Regional disparities further complicate the situation. Advanced economies with access to renewable energy, efficient grids, and strong environmental regulation are better positioned to balance AI-driven efficiency and clean energy. Developing economies, where logistics growth is fastest, often rely on carbon-intensive electricity and lack the infrastructure to integrate renewable energy at scale. In these contexts, AI adoption can improve logistics performance while increasing absolute emissions.
The authors argue that treating AI as a neutral or automatically green technology is a strategic mistake. Energy demand should be considered an integral part of AI deployment decisions, not a secondary concern addressed once systems are scaled.
Winning the energy race requires coordination, not just automation
The role of AI in sustainable logistics is conditional rather than guaranteed. AI only becomes positive for energy and climate goals when deployed alongside coordinated energy strategies, organizational change and supportive policy frameworks.
One of the key requirements is the integration of AI systems with renewable energy sources. Data centers and logistics centers powered by solar, wind or other low-carbon energy can significantly reduce emissions associated with digital operations. The study highlights growing interest in co-locating data centers with renewable energy generation and using AI itself to balance energy loads based on supply availability.

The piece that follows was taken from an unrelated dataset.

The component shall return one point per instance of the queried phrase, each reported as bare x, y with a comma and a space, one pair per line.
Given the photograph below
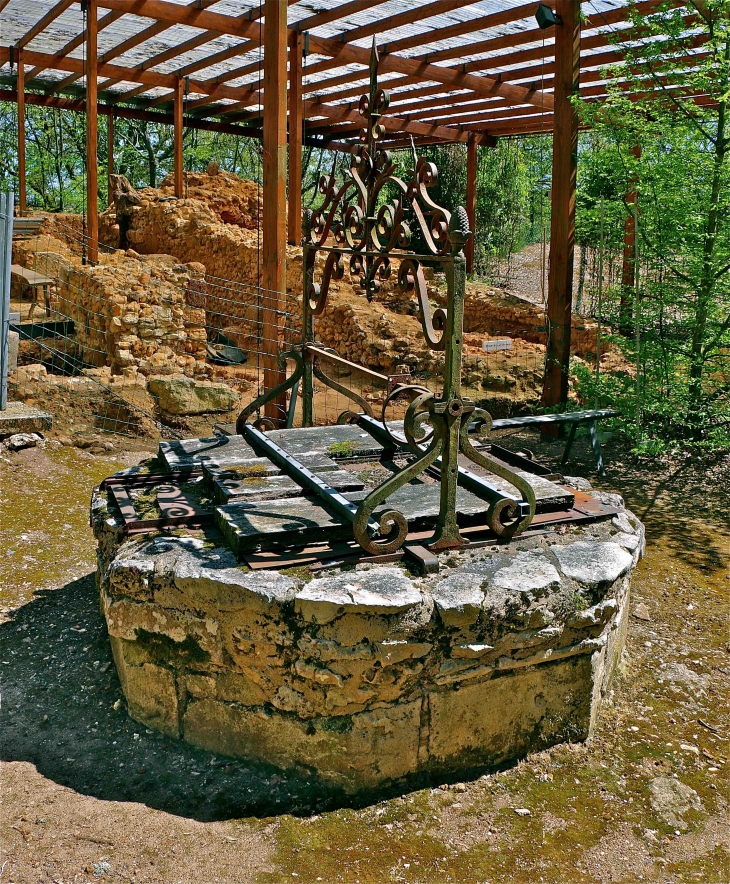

Designing energy-efficient hardware and algorithms also plays a vital role. Optimizing models to reduce computational complexity, using specialized low-power chips, and prioritizing energy-aware software development can significantly reduce AI’s electrical footprint. The authors emphasize that efficiency at the algorithmic level is just as important as the efficiency of physical logistics operations.
Organizational factors also matter. Companies that view AI as a strategic capability rather than a standalone tool are more likely to align their digital investments with energy and sustainability goals. This includes reskilling workers to manage AI-based systems, redesigning processes to avoid rebound effects, and integrating energy metrics into performance evaluation.
Carbon pricing, energy efficiency standards, and incentives for renewable energy adoption determine whether AI-based logistics contributes to decarbonization or locks in higher emissions. The study suggests that fragmented policy approaches risk encouraging efficiency gains in one part of the system while allowing uncontrolled energy growth in another.
Transparency and measurement are equally important. Many companies track fuel savings from AI-powered transportation, but don’t account for the electricity consumed by the supporting digital infrastructure. Without a full life cycle assessment, sustainability claims remain incomplete and potentially misleading.